Righto, said the GPS. “Recalculating… *bing*”
“Go two miles this way, get lost downtown, and I’ll circle you in. Thirty-two minutes.”
The lying bitch.
That’s when I started talking to the GPS. I figure, it’s always yapping at me, telling me to turn left or take the third exit or stop driving into public parks. Now it was my turn to talk a little smack. Thirty-two minutes? I got your thirty-two minutes right here!
So I went my way. Some little teeny part of me even held out hope that I was wrong. Technology should be smarter than me, right? Maybe the GPS did know what it was talking about. Maybe some road I thought I knew had been torn up and turned into a drivethrough liquor barn. Maybe there was an accident — like, a nuclear accident — snarling up traffic on my usual route, and this seeming detour into oblivious was actually a genius move. And who am I to question our robotic overlords, anyway? Maybe I should give the device the benefit of the doubt.

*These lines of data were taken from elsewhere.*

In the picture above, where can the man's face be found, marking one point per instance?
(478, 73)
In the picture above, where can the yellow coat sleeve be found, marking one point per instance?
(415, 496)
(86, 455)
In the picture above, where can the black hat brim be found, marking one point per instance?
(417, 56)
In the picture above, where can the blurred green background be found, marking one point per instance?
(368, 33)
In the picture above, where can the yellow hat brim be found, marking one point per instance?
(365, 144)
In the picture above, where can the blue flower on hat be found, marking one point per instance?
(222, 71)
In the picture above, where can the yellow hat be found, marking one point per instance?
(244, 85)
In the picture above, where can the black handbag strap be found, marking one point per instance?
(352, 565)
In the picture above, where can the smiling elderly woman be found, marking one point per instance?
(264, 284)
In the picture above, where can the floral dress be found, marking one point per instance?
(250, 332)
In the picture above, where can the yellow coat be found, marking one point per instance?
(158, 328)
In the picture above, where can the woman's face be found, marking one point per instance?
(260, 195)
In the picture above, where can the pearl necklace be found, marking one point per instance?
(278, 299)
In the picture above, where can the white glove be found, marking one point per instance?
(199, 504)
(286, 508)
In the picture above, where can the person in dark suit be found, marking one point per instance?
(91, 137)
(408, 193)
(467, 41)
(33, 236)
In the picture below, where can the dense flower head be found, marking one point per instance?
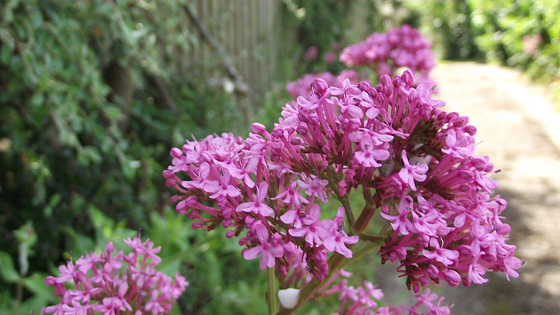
(302, 86)
(116, 284)
(400, 47)
(412, 162)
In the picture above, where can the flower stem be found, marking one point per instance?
(271, 291)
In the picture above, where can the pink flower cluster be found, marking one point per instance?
(400, 47)
(100, 283)
(366, 299)
(423, 185)
(302, 86)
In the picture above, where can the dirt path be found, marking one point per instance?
(520, 132)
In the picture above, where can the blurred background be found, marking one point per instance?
(93, 94)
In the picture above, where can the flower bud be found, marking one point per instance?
(176, 153)
(288, 297)
(319, 87)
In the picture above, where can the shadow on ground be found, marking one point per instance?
(499, 296)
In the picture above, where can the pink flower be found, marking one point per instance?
(258, 206)
(410, 173)
(101, 284)
(268, 250)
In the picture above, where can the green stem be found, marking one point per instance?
(271, 291)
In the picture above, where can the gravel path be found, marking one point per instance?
(520, 132)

So I did. A bit. Right up until I made my quick right, deviating from the path proscribed. The GPS pleaded with me — “take the next left!” “For god’s sake, turn around!” “All is lost; woe be unto all!”
Then I hit the bridge, the point of no return. I couldn’t simply turn back and follow directions; the GPS was forced to play catch-up and plan a route close to the one I’d intended all along. Which it did, with twenty-eight minutes remaining on its countdown for the original plan. And when it recalculated?
Nineteen minutes. *Bing*, indeed.
If the GPS had a face, I imagine it biting its lip and avoiding eye contact — or headlight contact, or whatever — with me, as it ‘fessed up to sending me on a wild goose chase downtown. In its own way, it was probably sorry. Shamed. Remorseful.
And also pretty shocked, because I called it every name I could think of. And I know words, people. Bad words. Real mouth-soapers. I’m not kidding.
Like I said, I wasn’t angry that it lied. I was incensed that I found out. Seriously, put in a little effort next time. Lie to me in Vermont. Send me three loops on a roundabout, to jiggle my navigation skills loose. Tell me there’s construction. Something.
But don’t lie to me on my own turf. Don’t tell me my own backyard is out front, when I can clearly see it through the window. In short, if you’re going to lie to me, then for shit’s sake make it good.
It’s a simple courtesy. The very least one can do. And yet, my GPS still doesn’t get it. Ass.